Objective To compare the results of a randomised and an observational evaluation of the same policy that restricted reimbursement for nebulised respiratory medications in adult patients in a community setting. Designs Cluster randomised controlled trial and observational time series with historical controls. Setting Pharmacare, the government funded drug benefits plan for elderly people and patients receiving social assistance in British Columbia, Canada. Participants In the randomised controlled trial 104 clusters of medical practices, pair matched by geography and approximately by practice size, were randomised to the intervention group (449 patients affected by the policy on 1 March 1999), and the control group (offered a six month exemption, affecting 386 patients).

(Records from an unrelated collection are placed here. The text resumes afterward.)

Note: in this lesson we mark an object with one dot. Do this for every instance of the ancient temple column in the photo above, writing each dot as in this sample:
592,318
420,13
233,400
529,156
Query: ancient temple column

The observational analysis included all Pharmacare beneficiaries (excluding the 386 exempt patients) who had used any nebulised drugs six months before the policy (4624 patients). Intervention Pharmacare restricted reimbursement for nebulised bronchodilators, steroids, and cromoglycate to patients whose doctors applied for an individual patient's exemption, giving an appropriate clinical reason. Main outcome measures Number of contacts with doctors and services, emergency admissions to hospital, and utilisation of and expenditure for respiratory drugs in databases of British Columbia's Ministry of Health. Results Contacts with doctors or emergency admissions to hospital did not increase in association with the restriction, regardless of the analytical approach. In the observational analysis, we found a reduction of $C24 per patient month in all nebulised drug use (95% confidence interval 19 to 29) and an increase of $C3 per patient month in all expenditure for inhalers (1.4 to 4.5). The randomised evaluation found savings of $C8 per patient month for nebulisers (P = 0.24) and no increase in spending on inhalers (P = 0.79). Correcting for 60% non-compliance by exempt doctors in a sensitivity analysis yielded similar results as the observational evaluation. Conclusions Observational as well as randomised analyses found moderate net savings and no increase in unintended healthcare outcomes after restricting reimbursement for nebulised respiratory drugs. Randomised policy trials are feasible and, if carefully implemented, likely to be concordant with observational evaluations.